Yesterday I went to St. Benedict’s Monastery to have lunch with my Studium friends, Srs. Ann Marie and Theresa. I timed my arrival so as to be there for noon prayer, something I always love attending during the periods I stayed there to work on my writing.
The second reading for the noon prayer was from Thomas Merton. From which of Merton’s writings the passage came, I don’t know, but in it, Merton spoke of us as being the Word of God. I can’t recall the actual words of the passage, but I was struck by the description of us.
We think of the Scripture of the Word of God. And from the beginning of John’s Gospel, we speak of Jesus as the Word.
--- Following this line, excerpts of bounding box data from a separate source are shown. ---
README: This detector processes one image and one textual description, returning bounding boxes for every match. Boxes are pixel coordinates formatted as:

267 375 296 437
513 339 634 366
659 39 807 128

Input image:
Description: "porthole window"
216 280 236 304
I had never before thought, at least in those words, of us being the Word of God. But it makes perfect sense to think of it that way (God spoke and we came into being, in God’s image and likeness) – and it is a very powerful thought. We, of course, don’t echo God perfectly in our words or deeds, but hopefully we grow closer and closer to doing so as we proceed on our life’s journey.
Although not the passage I heard today, in New Seeds of Contamplation, Merton writes that
God utters me like a word containing a partial thought of Himself…[I]f I am true to the concept that God utters in me, if I am true to thought of Him I was meant to embody, I shall be full of His actuality and find Him everywhere in myself, and find myself nowhere. I shall be lost in Him.
You might spend some time reflecting on what it means to you to be the Word of God.